A Short Story Workshop led by Dr Atuki Turner
2-5 May 2022, Kampala, Uganda
This two-day short story workshop in Kampala gave 20 emerging writers the opportunity to develop their writing technique in the short story form. The workshop nurtured talented writers and their work by facilitating the development ideas for new short stories from inception until the completion of a first draft. Poet, author and activist Dr Atuki Turner was joined by Doreen Baingana, author of the short story collection Tropical Fish, which won the Grace Paley Award for Short Fiction in 2003 and the Commonwealth Short Story Prize (Africa Region) in 2006.
A Bilingual Short Story Masterclass: English and Kiswahili
4-9 July 2022, Nairobi, Kenya
The International Chair of Creative Writing Nairobi workshop took place at the United Kenya Club and brought together 13 writers selected through a competitive application process. The writers are from Kenya, Tanzania and Uganda, and are writing short stories in Kiswahili and English. The residential workshop was taught by renowned writers and facilitators Zukiswa Wanner (English) and Elias Mutani (Kiswahili). As far as we know creative writing in English and Swahili have never been taught in the same group and event before.

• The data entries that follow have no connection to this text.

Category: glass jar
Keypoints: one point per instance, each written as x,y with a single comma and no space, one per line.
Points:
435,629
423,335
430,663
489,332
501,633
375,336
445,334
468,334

Tsitsi Dangarembga and Jean McNeil also gave masterclasses during the week. The workshop culminated in a sold-out performance based on Dangarembga's important novel Nervous Conditions, held at Cheche Books, a local independent bookshop, that was attended by the general public, journalists and staff from the British Council and the Goethe-Institut. The British Council also hosted a dinner for the facilitators and for local literary figures.
Two anthologies of short stories were produced after the workshop - one in Kiswahili and one in English, with stories written in either language translated into the other.
Our Partners
About
The position of International Chair has been created through the power of philanthropy, and with further philanthropic support we hope to invite four more Chairs and 40 more scholarship students from other regions to help shape literature around the world for the next 50 years. Like Tsitsi, each Chair will have a year-long remit to help find, nurture and promote emerging new writers in their region. The ambition is to run the programme over five years, in four more regions - Asia, Australasia, the Americas and the Middle East.